In a sidewall transfer, the formative layer for forming a concave-convex pattern is made of a single material, and accordingly, the groove side faces the groove bottom faces of the formative layer are made of the same material. Therefore, almost the same chemical etching progresses in the groove side faces and the groove bottom faces, and the etching anisotropy becomes lower. At shallow portions of the grooves, etched faces having components perpendicular to the etching direction are formed by isotropic etching. The influence of physical etching then becomes larger in those faces, and etching perpendicular to the etching direction progresses, resulting in rounding of the “shoulders.” Therefore, the sidewall transfer method has the problem that almost the same chemical etching progresses in the groove side faces and the groove bottom faces of the formative layer, and rounding of the “shoulders” occurs. Rounding of the “shoulders” means that the corners of the upper portions of the formative layer are partially removed and rounded at the time of removal of the groove bottom faces of the formative layer. In general, high rectangular properties are preferred in the shapes of etching masks in semiconductor device manufactures, the shapes of imprint patterns, and the shapes of etching masks in MTJ processing. When rounding of the “shoulders” occurs, however, a concave-convex pattern having rectangular properties cannot be formed.

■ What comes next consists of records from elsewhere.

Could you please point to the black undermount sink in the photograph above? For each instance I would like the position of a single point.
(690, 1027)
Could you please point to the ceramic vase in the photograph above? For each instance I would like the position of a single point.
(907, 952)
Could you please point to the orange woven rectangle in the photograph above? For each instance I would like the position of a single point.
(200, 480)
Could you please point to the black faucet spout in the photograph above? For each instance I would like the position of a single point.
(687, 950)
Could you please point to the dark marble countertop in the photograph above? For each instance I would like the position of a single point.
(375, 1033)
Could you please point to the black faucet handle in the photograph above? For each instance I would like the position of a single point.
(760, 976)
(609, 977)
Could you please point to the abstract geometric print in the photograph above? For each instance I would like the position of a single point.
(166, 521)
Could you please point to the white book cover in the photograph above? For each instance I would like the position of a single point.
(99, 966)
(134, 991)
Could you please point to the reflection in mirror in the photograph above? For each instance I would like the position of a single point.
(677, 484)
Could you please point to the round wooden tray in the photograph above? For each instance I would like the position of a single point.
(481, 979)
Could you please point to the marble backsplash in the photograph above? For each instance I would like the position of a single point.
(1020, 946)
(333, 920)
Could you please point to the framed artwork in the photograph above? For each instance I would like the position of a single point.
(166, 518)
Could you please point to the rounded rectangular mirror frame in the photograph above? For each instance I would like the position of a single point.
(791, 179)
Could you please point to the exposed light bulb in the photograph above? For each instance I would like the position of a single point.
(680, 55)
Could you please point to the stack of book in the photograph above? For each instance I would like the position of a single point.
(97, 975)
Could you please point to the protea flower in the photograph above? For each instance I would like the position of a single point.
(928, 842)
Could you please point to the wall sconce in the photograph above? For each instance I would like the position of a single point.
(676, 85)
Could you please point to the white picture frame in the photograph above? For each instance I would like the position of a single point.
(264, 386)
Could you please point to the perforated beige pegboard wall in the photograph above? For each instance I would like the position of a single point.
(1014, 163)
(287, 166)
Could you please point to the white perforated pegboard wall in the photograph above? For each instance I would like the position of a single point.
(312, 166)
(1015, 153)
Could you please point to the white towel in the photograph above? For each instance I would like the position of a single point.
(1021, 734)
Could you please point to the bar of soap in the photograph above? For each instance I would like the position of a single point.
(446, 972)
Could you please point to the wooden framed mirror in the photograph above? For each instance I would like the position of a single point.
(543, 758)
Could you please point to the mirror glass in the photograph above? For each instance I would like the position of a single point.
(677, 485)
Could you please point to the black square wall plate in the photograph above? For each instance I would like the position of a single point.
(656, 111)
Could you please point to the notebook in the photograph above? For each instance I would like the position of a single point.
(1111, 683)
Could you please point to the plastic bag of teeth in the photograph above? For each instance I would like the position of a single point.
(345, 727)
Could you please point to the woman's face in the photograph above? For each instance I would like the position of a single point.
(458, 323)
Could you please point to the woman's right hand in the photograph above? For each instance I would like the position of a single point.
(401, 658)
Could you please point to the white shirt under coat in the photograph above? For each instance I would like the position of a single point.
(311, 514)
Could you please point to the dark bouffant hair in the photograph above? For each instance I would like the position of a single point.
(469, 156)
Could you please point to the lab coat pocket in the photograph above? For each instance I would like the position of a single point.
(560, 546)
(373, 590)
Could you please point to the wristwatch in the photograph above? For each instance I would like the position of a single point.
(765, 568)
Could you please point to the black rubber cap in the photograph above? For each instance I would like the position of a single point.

Since the formative layer is formed on the periphery of a guide pattern having different film stresses, an internal stress occurs at the interface between the formative layer and the guide pattern. Due to the occurrence of an internal stress, the formative layer is warped after the guide pattern is removed. Where the formative layer is warped, the shape of the formative layer or the shape of a pattern transferred from the formative layer changes. Therefore, the problem with the sidewall transfer method lies in that the formative layer is warped due to the stress occurring at the interface between the guide pattern and the formative layer.
As described above, the conventional sidewall transfer method has the problem of rounding of the “shoulders” of the convex portions of a concave-convex pattern.